The end of the Dallas Stars' 2013 season came and went, accompanied by all of the fanfare a playoff race affords all the way through the second-to-last game of the year, leaving us with (thankfully) little time to explore the ancillary issues of the day -Issues like the passing on of the Pacific Division.
Or at least the Pacific Division as we know it.
It was formed originally in 1992 to accommodate a major realignment, including adding the Anaheim Mighty Ducks as an expansion team. The period of time we'd most concern ourselves with looking back is, naturally, the time in which the Stars called it home, consisting of 14 seasons (15 years) spanning 1998-1999 through this shortened lockout campaign.
In that time frame, no matter whether the Ducks were "mighty" or not, the group consisted of Dallas, San Jose, Anaheim, Los Angeles and Phoenix, and it's now broken up with the new realignment breaking the Stars apart from those particular foes.
In consideration of it's passing (though it may go on in name) it seems only natural to boil the whole 15 years worth of blood, sweat and tears down to a trifling, paltry diminishment.
Which is to ask the trivial question: Who won the Pacific?
Falsifiability may be the best avenue on which to start such an exercise - Which is to say that it's fairly easy to say who did not "win the Pacific" first: The Phoenix Coyotes. They did not win their first Pacific Division title until the grouping's penultimate year, and won their first two playoff series in the process.
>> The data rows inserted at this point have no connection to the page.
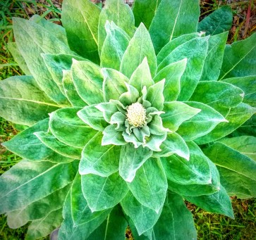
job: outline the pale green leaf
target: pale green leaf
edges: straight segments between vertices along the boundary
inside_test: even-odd
[[[184,198],[211,213],[224,214],[234,219],[231,199],[225,189],[221,185],[221,189],[216,193],[198,196],[184,196]]]
[[[164,96],[165,101],[175,101],[181,91],[181,78],[184,73],[187,59],[185,58],[178,62],[171,63],[164,68],[154,77],[154,82],[165,79],[164,87]]]
[[[109,23],[106,21],[105,28],[106,37],[100,56],[101,66],[118,70],[121,61],[130,39],[126,32],[117,27],[114,22]]]
[[[61,22],[66,29],[71,49],[96,63],[99,63],[99,8],[89,0],[65,0],[62,4]]]
[[[82,189],[92,212],[113,208],[126,195],[126,182],[118,172],[106,177],[92,174],[82,176]]]
[[[104,131],[108,125],[103,113],[97,108],[98,105],[87,106],[78,112],[78,117],[87,125],[97,131]]]
[[[176,132],[182,122],[196,115],[201,110],[180,101],[169,101],[164,103],[163,110],[164,113],[161,114],[161,117],[164,126]]]
[[[53,164],[26,160],[17,163],[0,177],[0,213],[23,208],[68,185],[75,177],[78,164],[76,160]]]
[[[219,139],[236,130],[255,113],[255,108],[243,103],[239,103],[236,108],[231,108],[226,117],[228,122],[221,122],[210,133],[197,139],[195,141],[198,144],[203,144]]]
[[[76,91],[87,104],[104,101],[103,77],[98,65],[89,61],[78,61],[73,59],[71,72]]]
[[[150,34],[145,25],[141,23],[123,56],[121,72],[128,77],[130,77],[145,57],[147,59],[151,75],[154,77],[157,68],[157,58]]]
[[[51,133],[63,143],[76,148],[83,148],[97,132],[87,125],[77,115],[81,108],[59,109],[50,115]]]
[[[0,82],[0,115],[7,120],[31,126],[59,108],[32,77],[15,76]]]
[[[80,174],[108,177],[118,171],[120,146],[102,146],[102,134],[98,132],[85,146],[79,165]]]
[[[160,149],[161,151],[154,153],[154,158],[169,157],[176,153],[181,158],[189,160],[188,147],[183,139],[176,132],[167,134],[167,137],[161,144]]]
[[[156,53],[173,38],[197,32],[199,15],[197,0],[161,0],[150,27]]]
[[[232,25],[232,9],[228,6],[224,6],[204,18],[198,23],[197,31],[203,31],[207,35],[215,35],[228,31]]]
[[[147,159],[128,187],[141,204],[159,213],[167,191],[167,179],[160,160]]]
[[[123,146],[120,153],[120,176],[126,182],[131,182],[137,170],[152,155],[152,151],[142,146],[137,149],[135,149],[132,144]]]
[[[125,16],[125,18],[123,16]],[[108,0],[99,15],[99,53],[102,51],[102,45],[106,36],[106,32],[104,28],[106,20],[113,21],[130,37],[133,35],[135,31],[134,16],[129,6],[124,4],[123,0]]]
[[[161,158],[168,179],[180,184],[208,184],[212,175],[207,158],[193,141],[187,142],[190,159],[172,155]]]
[[[220,80],[256,75],[256,34],[245,40],[226,45]]]
[[[191,141],[206,135],[217,125],[226,122],[222,115],[208,105],[195,101],[185,102],[188,106],[201,109],[194,117],[183,122],[178,130],[178,133],[185,141]]]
It was a good year, but it doesn't compare to the other contenders.
The Los Angeles Kings, meanwhile, had won just a single playoff series before last season in 13 Pacific Division years, and have yet to win a single division title. Their exploits in 2012 were admirable, of course, and they appear on their way to an elongated period of contender-ship and prosperity - But history will likely record much of it as part of the new 4-division realignment so we'll skip them in naming our Pacific Division champion.
Anaheim experienced a period of dominance that was, for them, sorely interrupted by the lockout of 2004-2005. They went to the finals in 2003 on the strength of their goaltending, had a bad year after that but immediately returned to the conference finals in 2006, followed by taking the next step and winning their first Stanley Cup in 2007.
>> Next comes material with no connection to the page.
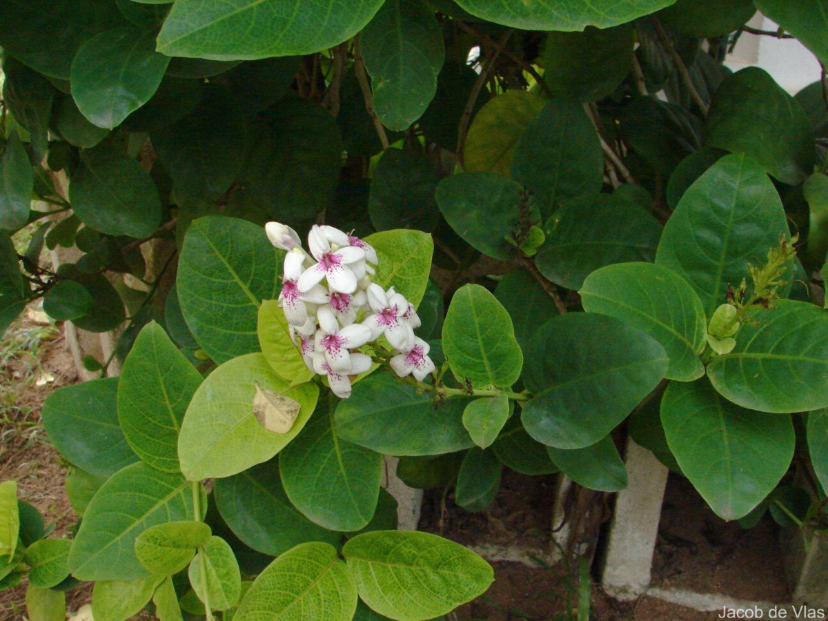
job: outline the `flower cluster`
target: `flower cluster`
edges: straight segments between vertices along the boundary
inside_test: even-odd
[[[422,379],[434,371],[429,345],[414,335],[420,318],[393,287],[373,282],[377,252],[370,244],[332,226],[315,225],[310,254],[289,226],[265,225],[267,238],[287,251],[279,303],[308,368],[326,375],[331,390],[345,398],[353,376],[368,371],[371,357],[357,349],[384,336],[393,348],[388,361],[402,378]]]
That's 11 playoff series in 4 seasons, a Pacific Division title and a Cup. A nice run, for sure. Pending their exploits this spring they could be in for an upgrade in this conversation, but for now I leave them on the outside of the main battle for lack of regular season success to match their post-season exploits, which surely out-stripe those of San Jose's.
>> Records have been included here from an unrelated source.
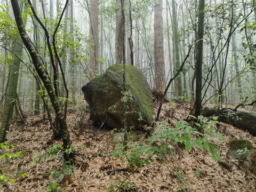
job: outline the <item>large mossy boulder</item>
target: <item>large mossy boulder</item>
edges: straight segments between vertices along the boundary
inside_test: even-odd
[[[154,114],[150,87],[142,73],[131,65],[125,66],[125,84],[133,99],[129,104],[127,127],[141,130],[145,125],[151,123]],[[111,128],[123,127],[122,65],[113,65],[82,90],[89,104],[90,118],[96,124],[104,122]],[[141,117],[143,120],[138,120]]]

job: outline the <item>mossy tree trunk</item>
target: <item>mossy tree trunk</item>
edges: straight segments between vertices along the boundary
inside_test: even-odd
[[[156,1],[155,4],[154,17],[154,55],[156,89],[164,91],[165,89],[165,71],[163,35],[162,0]]]

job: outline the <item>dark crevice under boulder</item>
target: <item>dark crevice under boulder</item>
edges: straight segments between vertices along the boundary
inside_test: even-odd
[[[127,127],[141,130],[152,121],[154,111],[150,87],[141,71],[131,65],[125,66],[126,87],[132,95],[127,114]],[[123,128],[123,65],[114,65],[82,88],[89,104],[90,118],[95,124]],[[138,120],[141,117],[143,120]]]

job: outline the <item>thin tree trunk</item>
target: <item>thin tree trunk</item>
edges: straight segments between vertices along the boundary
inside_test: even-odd
[[[205,0],[199,0],[198,5],[198,25],[196,44],[196,102],[195,116],[201,114],[202,108],[202,79],[203,66],[203,43],[204,36],[204,2]]]
[[[20,12],[18,2],[16,1],[16,3],[17,9]],[[19,3],[21,5],[20,9],[22,10],[23,4],[21,1]],[[23,21],[22,22],[23,24]],[[4,107],[3,118],[1,124],[0,143],[5,141],[6,135],[7,132],[9,130],[12,121],[15,101],[17,95],[17,84],[20,65],[20,60],[18,57],[21,55],[23,43],[18,34],[16,35],[15,37],[15,45],[13,48],[13,60],[10,68],[9,80],[7,85],[6,101]]]
[[[155,3],[154,19],[154,55],[155,57],[156,89],[164,91],[165,72],[163,35],[162,0],[157,0]]]
[[[176,5],[175,0],[172,0],[172,25],[173,28],[174,38],[174,50],[175,50],[175,66],[176,70],[180,67],[180,53],[179,48],[178,36],[178,22],[177,22],[177,13],[176,11]],[[181,75],[180,74],[177,78],[178,80],[178,96],[182,96],[182,82]]]
[[[42,62],[37,55],[31,39],[29,38],[27,34],[25,27],[23,23],[21,14],[19,9],[17,0],[12,0],[11,2],[15,21],[21,37],[30,55],[36,70],[46,89],[51,102],[55,110],[56,116],[59,117],[60,125],[60,127],[62,136],[63,147],[65,149],[70,150],[71,141],[70,139],[69,132],[66,122],[65,116],[60,105],[60,99],[58,97],[57,92],[54,91],[53,86],[51,83],[48,72],[46,69],[42,67]],[[72,161],[74,159],[74,153],[72,151],[69,151],[69,152],[70,153],[68,154],[66,153],[64,154],[65,160],[68,162]]]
It's really about the Stars vs the Sharks
When arenas went dark in 2004 there was little question who the king out west was. The Stars were ahead by a mile. When the lights came back on in 2005 the Sharks came for a visit on November 30th and things started to change.
I was sitting at the AAC with my father when it happened. The beer was purchased. The anthem was sung. The game was supposed to start. But it didn't. And then it continued not starting. It was persistent in its obstinance. Some Sharks were pulled off the bench and word started making its way around the arena that they had acquired Joe Thornton from Boston.
Though we didn't know it, the balance of power started shifting right then.
Ultimately The Stars did themselves little favors here in ending their run in the Pacific with five straight playoff-less seasons, it's true, but what they accomplished early in the relevant time period still vaults them to the top of the list.
They have five Pacific Division titles. The Sharks have six. The Stars won 11 playoff series in that time, the Sharks just won their 12th.
Dallas compiled a 44-32-10 regular season record head-to-head with the Sharks since the fall of 1998, though each team found the others' building to be quite inviting over the years. Each team won a Presidents Trophy (Stars - 1999, San Jose 2009).
While division foes the Stars went 2-0 in playoff series against San Jose. (3-0 if you count the year before the two got together as division-mates, where the Sharks' only post-season claim over the Stars was injuring Joe Nieuwendyk, which only made him stronger in the long run...)
The Stars had two Stanley Cup Finals appearances to the Sharks' none.
One Stanley Cup to none.
In the end we'd homerishly lean toward an emphasis on post-season success, head-to-head matchups and long periods of regular season dominance in making our selection which was of the foregone conclusion type, but there are good cases to be made here for either side.
What it really may boil down to is that this division was just flat out good, maybe the best overall in hockey for an entire decade. It sent 42 teams to playoff berths in 14 seasons, including a couple of years with four teams in the West's eight.
With the Blackhawks, the Blues and the ascendant Wild in the Stars' new mix they have their work cut out for them to duplicate their immense Pacific success. We look back at it fondly, good riddance though it may be.
But will this be the year the Sharks finally break though?